Slow-motion video is somewhat hard to achieve in most run-of-the-mill cameras on the market. Some flagship phones offer the feature, but it"s usually limited in either length, resolution, or frame rate, and it"s also hindered by the limited storage of mobile devices for such large files.
On the other hand, applying slow-motion effects to previously recorded videos will usually produce unpleasant results, with unnatural movements as a result of the software attempting to fill in between the frames of the original video. However, Nvidia, along with researchers from the University of Massachusetts and the University of California, has created a solution that could make it possible to turn any video into a slow-motion video without sacrificing the smoothness of the playback.

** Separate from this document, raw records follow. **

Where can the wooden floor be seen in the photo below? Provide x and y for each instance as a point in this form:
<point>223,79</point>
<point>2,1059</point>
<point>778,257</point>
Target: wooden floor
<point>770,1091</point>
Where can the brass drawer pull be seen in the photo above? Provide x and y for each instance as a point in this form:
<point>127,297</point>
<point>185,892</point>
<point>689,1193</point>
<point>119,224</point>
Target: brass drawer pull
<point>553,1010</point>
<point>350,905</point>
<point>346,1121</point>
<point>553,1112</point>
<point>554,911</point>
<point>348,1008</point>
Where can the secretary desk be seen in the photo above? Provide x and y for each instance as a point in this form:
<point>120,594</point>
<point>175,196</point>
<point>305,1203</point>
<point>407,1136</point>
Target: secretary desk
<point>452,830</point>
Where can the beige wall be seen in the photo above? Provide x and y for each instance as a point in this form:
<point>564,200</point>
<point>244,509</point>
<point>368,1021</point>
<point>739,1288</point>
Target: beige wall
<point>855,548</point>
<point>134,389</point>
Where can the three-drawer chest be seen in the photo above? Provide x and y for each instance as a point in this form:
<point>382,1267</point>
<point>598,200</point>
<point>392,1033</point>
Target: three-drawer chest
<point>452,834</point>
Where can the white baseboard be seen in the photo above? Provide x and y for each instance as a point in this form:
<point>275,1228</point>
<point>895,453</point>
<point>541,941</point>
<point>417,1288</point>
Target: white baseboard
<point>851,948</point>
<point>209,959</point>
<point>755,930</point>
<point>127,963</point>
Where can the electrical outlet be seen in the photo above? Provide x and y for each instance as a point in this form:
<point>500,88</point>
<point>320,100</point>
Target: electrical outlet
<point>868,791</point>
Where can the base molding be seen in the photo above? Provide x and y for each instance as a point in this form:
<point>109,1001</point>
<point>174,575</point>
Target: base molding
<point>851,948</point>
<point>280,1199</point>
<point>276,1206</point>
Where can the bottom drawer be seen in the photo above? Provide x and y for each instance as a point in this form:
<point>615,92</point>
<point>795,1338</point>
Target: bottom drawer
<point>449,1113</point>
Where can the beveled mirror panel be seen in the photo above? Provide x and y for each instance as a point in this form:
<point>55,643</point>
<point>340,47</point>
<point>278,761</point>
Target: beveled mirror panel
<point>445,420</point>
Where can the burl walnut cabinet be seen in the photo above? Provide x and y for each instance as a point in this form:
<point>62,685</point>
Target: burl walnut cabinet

The technology, which will be presented at the this year"s edition of the Computer Vision and Pattern Referencing conference - taking place this week - relies on two convolutional neural networks (CNN) which work in conjunction to determine where objects are moving across frames and the position in which they will be in the frames in-between. VentureBeat describes how the two CNNs work together:
One convolutional neural network (CNN) estimates the optical flow — the pattern of motion of the objects, surfaces, and edges in the scene — both forward and backward in the timeline between the two input frames. It then predicts how the pixels will move from one frame to the next, generating what’s known as a flow field — a 2D vector of predicted motion — for each frame, which it fuses together to approximate a flow field for the intermediate frame.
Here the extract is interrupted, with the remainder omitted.